In 2014, Encana built two eight-well pads in the Duvernay Shale between January and March (see Shale Daily, May 13, 2014). The company also secured two separate deals to process rich natural gas from the play. Under the first agreement, with joint venture partner Brion Duvernay Gas (formerly Phoenix Duvernay Gas), Encana agreed to process up to 195 MMcf/d for over five years, through 2020. The gas would be transported via the Alliance Pipeline to a plant in Channahon, IL owned by Aux Sable Liquids Products LP. The second agreement, also between Encana and Brion, calls for processing up to 180 MMcf/d and connecting with a receipt zone with Alliance in Alberta from November 2017 through 2020 (see Shale Daily, Nov. 24, 2014). Encana planned to spend $250-350 million on capital expenditures (capex) in the Duvernay in 2015, with accelerated development in the Simonette area (see Shale Daily, Dec. 16, 2014). Three to five rigs were to drill 15-25 net wells. Net liquids production from the Duvernay was expected to average 6,000-7,000 b/d.
Last February, in the wake of low commodity prices, Apache Corp. slashed its capex budget by $2 billion and streamlined its capital program, electing to work on efficiency improvements, downspacing and other testing to delineate its holdings in the Duvernay, among other plays (see Shale Daily, Feb. 12, 2015). The company placed its first Duvernay pad, consisting of 7 wells, online in October 2015. Those pad wells came in at roughly $11.6 million each, down from the $18.1 million per well the company spent drilling one off wells in the play in 2014.
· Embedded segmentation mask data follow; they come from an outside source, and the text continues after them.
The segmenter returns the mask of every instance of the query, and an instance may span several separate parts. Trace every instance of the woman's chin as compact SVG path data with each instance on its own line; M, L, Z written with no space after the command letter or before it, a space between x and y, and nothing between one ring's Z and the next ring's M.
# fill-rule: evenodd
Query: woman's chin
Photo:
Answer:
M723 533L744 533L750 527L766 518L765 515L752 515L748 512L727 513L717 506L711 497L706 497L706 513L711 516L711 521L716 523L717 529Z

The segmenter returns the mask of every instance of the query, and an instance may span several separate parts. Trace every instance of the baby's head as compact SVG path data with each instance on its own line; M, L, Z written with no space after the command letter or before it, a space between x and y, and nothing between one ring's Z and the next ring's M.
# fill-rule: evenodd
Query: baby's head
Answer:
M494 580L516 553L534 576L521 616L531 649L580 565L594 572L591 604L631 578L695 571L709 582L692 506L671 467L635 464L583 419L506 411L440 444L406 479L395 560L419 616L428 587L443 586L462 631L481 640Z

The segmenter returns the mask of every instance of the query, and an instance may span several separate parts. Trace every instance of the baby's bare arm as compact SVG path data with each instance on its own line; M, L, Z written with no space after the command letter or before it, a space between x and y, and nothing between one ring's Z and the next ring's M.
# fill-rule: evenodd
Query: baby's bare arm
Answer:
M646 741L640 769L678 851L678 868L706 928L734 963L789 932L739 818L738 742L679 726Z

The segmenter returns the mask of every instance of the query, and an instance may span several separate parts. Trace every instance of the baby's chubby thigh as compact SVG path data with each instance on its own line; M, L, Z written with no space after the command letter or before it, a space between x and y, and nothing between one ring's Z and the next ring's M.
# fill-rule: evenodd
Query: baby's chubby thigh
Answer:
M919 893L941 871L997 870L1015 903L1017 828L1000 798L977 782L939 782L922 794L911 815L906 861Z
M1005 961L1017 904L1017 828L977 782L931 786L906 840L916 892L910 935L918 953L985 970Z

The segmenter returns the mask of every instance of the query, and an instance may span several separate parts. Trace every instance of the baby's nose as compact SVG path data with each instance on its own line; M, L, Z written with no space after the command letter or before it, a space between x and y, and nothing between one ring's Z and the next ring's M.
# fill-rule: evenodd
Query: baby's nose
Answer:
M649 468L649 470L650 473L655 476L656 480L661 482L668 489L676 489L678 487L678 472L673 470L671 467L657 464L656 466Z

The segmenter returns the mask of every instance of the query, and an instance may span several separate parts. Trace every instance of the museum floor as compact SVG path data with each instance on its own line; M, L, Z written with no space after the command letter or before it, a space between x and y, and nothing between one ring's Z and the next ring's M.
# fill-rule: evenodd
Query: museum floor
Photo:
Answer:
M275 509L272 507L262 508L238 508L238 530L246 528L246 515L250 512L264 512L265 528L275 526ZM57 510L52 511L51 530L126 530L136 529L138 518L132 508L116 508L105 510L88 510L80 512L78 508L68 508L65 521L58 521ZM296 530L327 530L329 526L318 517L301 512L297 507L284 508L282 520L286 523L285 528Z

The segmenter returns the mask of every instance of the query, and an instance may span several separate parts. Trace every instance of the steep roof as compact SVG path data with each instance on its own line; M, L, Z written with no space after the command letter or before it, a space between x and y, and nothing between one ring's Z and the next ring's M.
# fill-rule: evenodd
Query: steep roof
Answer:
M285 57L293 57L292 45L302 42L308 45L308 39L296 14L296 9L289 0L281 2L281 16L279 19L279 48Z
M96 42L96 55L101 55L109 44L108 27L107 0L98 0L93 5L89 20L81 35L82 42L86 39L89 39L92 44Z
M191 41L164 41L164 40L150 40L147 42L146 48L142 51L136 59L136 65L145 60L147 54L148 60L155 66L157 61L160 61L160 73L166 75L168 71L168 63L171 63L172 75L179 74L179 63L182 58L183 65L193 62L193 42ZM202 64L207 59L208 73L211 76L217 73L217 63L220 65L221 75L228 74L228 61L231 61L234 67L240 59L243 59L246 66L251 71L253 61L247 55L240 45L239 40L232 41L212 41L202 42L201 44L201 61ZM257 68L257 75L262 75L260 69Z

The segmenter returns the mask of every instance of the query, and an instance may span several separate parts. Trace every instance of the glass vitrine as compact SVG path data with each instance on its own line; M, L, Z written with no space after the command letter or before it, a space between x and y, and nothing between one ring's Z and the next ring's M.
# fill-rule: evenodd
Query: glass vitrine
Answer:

Also last February, Encana said it would focus on the Duvernay and three other plays in 2015, with its development program in the Duvernay targeting the Kaybob and Simonette areas (see Shale Daily, Feb. 26, 2015). Encana said it planned to average two or three rigs there, to drill approximately 15 net wells, and would spend nearly $230 million, mostly for completions. Encana reported that during 2Q2015, its wells in the Duvernay had production rates of up to 2,000 b/d of condensate and 11.5 MMcf/d of natural gas after 27 days on production (see Shale Daily, July 24, 2015). Meanwhile, Royal Dutch Shell plc indicated that it would keep its assets in the Duvernay idle until commodity prices recover (see Daily GPI, July 30, 2015).
Chevron noted on its 3Q2015 earnings call that they are coming down the cost curve in the Duvernay, and have learned where the sweet spots of the play are located through its delineation drilling. The company just recently embarked on a horizontal drilling program.
Pembina Pipeline Corp. announced in November 2015 that it would begin construction of its third natural gas processing plant (see Shale Daily, Nov. 10, 2015). The plant, which would cost C$125 million (US$94 million) and be called the Duvernay 1, is forecast to start stripping up to 5,500 bbl out of 100 MMcf/d in 2017. The plant will be built at a site 260 kilometers (160 miles) northwest of Edmonton. Pembina has two new plants farther west, near the Alberta-British Columbia boundary: Musreau II, where construction was recently finished, and Musreau III with a completion target of 2016. Pipeline additions are also underway.
Other players in the Duvernay include Spain’s Repsol SA, Chevron Corp. and a unit of Kuwait Petroleum Corp. Repsol acquired part of its Duvernay portfolio through its takeover of Talisman Energy Inc. in late 2014 (see Shale Daily, Dec. 16, 2014). Meanwhile, Chevron sold a 30% stake in its Duvernay position to KUFPEC Canada Ltd. for $1.5 billion in the fall of 2014 (see Shale Daily, Oct. 6, 2014).